じわじわと火が付く形で広まっていった人気作品です。
原作漫画も全て所有、テレビドラマも全て観ているので、初見の方とは印象がどうしても変わるかもしれませんが、この映画、元々の雰囲気が殆ど損なわれず上手く出来ています。
まぁ、逆に映画館で観る映画としてどうかな、と云う印象もあるのですが、、、
映画 深夜食堂 2015年 松岡錠司監督作品
新宿・花園界隈の路地裏にある、深夜0時から朝の7時迄が営業時間の小さな飯屋、だから深夜食堂。
此処でのマスター、常連客、飛び込みの客の悲喜交々の物語が描かれている作品です。
此はテレビシリーズから変わらない話で、映画のオープニングもほぼ同じ。
新宿の町並みを写しつつ、豚汁を作る工程で〆るのも同じ。
主題歌も同じで、そのまま馴染みの店の暖簾を潜るように作品に引き込まれます。
この辺りは監督自身がテレビシリーズにも関わっている松岡錠司監督ですので、上手く作られていると思います。
映画だからと云って作りを変えずに作品世界を馴染みのお客に提供するのは上手いやり方ですね。
この番組の馴染み、豪華な作りなんて期待してませんもの。
短編連作で上手く構成されている映画ですが、エピソードの一つ一つの作りはテレビ版と然程変わりません。
ただ予算が付いたからか、深夜食堂の二階の部屋、マスターのアパート、買い出しシーン、深夜食堂周辺の路地の描写が所々に描かれていて、映画である事を上手く(少し誇らしげに)提示しています。
ファン心を擽る上手い作り方だと思います。
マスター役の小林薫さん以下、常連客の構成も変わらず、役者さんも同じ。
だから御店の雰囲気は同じ。
何れの役者さんもとても芸達者な方ばかりですし。
だから基本骨格がしっかりしているので、却ってエピソードの中心になるゲストの役者さんが映えます。
そのストーリーのもう一つの主役は料理。
まぁ、この映画、観ていると必ずお腹が減ります。
それ程、料理が効果的に良い演技をして居ます。
色々、グルメドラマやグルメ漫画はありますが、これ程、特別では無い普通の料理が効果的に使われている話は余り無いと思います。

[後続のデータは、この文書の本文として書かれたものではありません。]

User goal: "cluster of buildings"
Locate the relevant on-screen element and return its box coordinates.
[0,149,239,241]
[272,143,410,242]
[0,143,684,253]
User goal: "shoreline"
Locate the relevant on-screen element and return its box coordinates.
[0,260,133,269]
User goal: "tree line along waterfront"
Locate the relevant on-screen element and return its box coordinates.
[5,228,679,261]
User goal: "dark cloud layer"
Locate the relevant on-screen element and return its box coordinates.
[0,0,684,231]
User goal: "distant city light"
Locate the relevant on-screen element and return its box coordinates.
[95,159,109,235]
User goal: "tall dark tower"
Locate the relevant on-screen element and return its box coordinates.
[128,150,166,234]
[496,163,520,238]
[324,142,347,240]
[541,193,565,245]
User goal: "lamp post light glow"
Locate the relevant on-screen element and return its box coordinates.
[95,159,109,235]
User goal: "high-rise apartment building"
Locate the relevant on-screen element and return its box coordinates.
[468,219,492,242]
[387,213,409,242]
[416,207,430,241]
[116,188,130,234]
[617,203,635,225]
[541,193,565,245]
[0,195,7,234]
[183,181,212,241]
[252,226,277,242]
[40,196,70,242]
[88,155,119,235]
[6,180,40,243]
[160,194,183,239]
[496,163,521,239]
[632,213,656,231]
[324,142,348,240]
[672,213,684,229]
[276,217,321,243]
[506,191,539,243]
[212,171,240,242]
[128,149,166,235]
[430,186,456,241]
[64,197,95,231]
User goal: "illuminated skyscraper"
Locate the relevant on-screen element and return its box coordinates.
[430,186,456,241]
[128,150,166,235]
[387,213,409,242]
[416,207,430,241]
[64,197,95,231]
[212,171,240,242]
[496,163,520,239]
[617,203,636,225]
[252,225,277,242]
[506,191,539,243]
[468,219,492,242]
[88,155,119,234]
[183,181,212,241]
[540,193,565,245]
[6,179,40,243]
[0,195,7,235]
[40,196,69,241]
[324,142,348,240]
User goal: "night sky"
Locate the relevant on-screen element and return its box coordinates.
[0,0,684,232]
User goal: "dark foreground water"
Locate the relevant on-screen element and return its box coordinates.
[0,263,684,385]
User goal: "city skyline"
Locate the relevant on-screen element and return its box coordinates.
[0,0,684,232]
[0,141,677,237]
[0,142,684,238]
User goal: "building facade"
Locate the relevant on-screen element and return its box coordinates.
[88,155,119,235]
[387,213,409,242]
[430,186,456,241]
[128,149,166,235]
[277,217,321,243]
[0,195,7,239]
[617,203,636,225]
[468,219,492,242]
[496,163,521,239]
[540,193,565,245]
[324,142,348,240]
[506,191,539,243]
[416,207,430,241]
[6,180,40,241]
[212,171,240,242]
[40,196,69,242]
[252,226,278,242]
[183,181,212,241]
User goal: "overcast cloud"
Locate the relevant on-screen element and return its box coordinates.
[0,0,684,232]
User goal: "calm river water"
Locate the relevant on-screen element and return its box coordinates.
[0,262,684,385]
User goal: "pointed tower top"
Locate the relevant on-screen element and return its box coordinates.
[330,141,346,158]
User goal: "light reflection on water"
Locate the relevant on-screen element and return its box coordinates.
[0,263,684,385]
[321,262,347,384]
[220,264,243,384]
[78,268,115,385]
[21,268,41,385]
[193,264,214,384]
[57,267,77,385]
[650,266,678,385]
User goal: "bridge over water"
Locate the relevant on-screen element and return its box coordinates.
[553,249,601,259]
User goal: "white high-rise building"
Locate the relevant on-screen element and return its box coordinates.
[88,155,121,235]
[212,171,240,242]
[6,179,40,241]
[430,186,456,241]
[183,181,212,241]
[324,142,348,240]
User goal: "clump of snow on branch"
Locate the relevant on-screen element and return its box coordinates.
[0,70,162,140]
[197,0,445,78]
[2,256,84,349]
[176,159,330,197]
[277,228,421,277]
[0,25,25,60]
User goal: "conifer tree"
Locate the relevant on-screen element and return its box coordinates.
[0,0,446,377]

この映画でも、ナポリタン、卵焼き、とろろ御飯、カレーライスが主たる料理ですから。
(タコさんウインナーも出て来ます(^o^))
基本的にテレビシリーズからの常連客を大切にした構成の映画ですが、これから観始めても良い様には作られていますし、それに対する細かな心遣いも感じられます。
人間ドラマとしてほっこりする映画ですよ。